Miúda, cabelos pretos enrolados em dois cachos sobre a nuca. O batom pintando um pouco pra fora dos lábios, numa tentativa de sensualidade. O rosto calmo, as mãos irrequietas. Tuda sentiu vontade de fugir.
Há muitos anos saíra de casa.
A doutora falava, falava, a voz levemente rouca, o olhar vago. Sobre diversos assuntos. Os últimos filmes, as jovens modernas, sem orientação, más leituras, sei lá, muitas coisas. Tuda também falava. Deixara de palpitar e a sala, a doutora tomavam aos poucos uma disposição mais compreensível. Tuda contou alguns segredos, sem importância. Sua mãe, por exemplo, não gostava que ela saísse à noite, alegando sereno. Precisava operar a garganta e vivia resfriada. Mas o pai dizia que há males que vêm para o bem e que as amígdalas eram uma defesa o organismo. E também, o que a natureza criara tinha sua função.
A doutora brincava com o lápis.
- Bem, agora já conheço você mais ou menos. Na sua carta falou num apelido? Tudes, Tuda…

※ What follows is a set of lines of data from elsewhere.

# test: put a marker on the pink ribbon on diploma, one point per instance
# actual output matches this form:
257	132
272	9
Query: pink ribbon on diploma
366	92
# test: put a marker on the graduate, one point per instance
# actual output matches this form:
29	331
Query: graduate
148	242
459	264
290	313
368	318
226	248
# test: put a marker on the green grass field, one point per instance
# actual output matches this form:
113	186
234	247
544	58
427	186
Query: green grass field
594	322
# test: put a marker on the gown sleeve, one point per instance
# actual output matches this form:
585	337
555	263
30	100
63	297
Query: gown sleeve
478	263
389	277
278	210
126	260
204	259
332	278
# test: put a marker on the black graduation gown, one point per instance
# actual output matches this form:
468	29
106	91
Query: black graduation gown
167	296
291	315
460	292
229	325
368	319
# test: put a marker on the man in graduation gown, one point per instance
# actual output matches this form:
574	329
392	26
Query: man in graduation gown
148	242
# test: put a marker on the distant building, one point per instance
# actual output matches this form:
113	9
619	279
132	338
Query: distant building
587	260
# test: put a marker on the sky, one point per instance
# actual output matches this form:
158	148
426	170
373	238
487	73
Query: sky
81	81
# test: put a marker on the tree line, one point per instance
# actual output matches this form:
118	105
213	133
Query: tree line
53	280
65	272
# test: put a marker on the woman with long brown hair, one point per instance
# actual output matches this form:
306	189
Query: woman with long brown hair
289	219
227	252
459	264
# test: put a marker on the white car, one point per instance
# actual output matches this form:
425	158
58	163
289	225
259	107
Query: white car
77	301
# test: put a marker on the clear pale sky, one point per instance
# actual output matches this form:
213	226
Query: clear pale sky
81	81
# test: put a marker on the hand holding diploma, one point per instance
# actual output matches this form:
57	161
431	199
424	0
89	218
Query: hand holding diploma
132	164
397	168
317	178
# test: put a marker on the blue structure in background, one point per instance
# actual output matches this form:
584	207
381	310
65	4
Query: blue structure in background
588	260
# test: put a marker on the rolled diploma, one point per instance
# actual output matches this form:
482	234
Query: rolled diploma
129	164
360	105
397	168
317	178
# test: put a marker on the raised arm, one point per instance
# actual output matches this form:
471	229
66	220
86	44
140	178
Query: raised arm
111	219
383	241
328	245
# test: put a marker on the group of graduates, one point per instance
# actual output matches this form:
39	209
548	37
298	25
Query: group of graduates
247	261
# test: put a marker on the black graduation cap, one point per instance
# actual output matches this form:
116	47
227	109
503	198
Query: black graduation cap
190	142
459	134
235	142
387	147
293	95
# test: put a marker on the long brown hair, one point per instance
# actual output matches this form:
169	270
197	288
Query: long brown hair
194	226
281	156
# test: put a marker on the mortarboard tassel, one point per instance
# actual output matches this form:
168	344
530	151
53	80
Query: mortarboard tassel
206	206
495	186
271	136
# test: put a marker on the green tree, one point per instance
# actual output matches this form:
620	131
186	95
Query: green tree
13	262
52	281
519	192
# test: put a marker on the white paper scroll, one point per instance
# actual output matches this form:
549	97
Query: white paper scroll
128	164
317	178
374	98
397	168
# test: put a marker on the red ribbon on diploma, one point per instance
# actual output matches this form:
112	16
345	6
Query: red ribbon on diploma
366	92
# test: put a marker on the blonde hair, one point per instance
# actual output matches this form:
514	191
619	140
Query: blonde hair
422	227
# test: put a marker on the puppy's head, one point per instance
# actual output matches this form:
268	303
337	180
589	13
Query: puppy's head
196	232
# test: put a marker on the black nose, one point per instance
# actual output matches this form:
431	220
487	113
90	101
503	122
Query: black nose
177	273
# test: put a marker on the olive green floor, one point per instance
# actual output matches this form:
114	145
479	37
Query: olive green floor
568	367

Tuda corou. Então a estranha falou-lhe das cartas. Não podia ouvir bem porque ficou tonta e o coração achou de lhe pulsar exatamente nos ouvidos. “Idade difícil… todos são… quando menos se espera…”
- Essa inquietação, tudo que você sente é mais ou menos normal, vai passar. Você é inteligente e vai compreender o que vou lhe explicar. A puberdade traz distúrbios e…
Não, doutora, que humilhação. Ela já era grande demais para essas coisas o que sentia era mais belo e mesmo…
- Isto vai passar. Você não precisa trabalhar, nem fazer nada de extraordinário. Se quiser – ia usar o velho “truc” e sorriu -, se quiser arranje um namorado. Então…
Ela era igual a Amélia, a Lídia, a todo o mundo, a todo o mundo!
A doutora ainda falava, Tuda continuava muda, obstinadamente muda. Uma nuvem tapou o sol e o escritório de repente sombrio e úmido. Daí a um instante o floco de poeiras recomeçou a brilhar e a mover-se.
E conselheira impacientou-se ligeiramente. Estava cansada. Trabalhara tanto…
Tuda pensava confusamente: vim perguntar o que faço de mim. Mas não sabia resumir seu estado nessa pergunta. Além disso, receava cometer uma excentricidade e ainda não se habituara consigo mesma.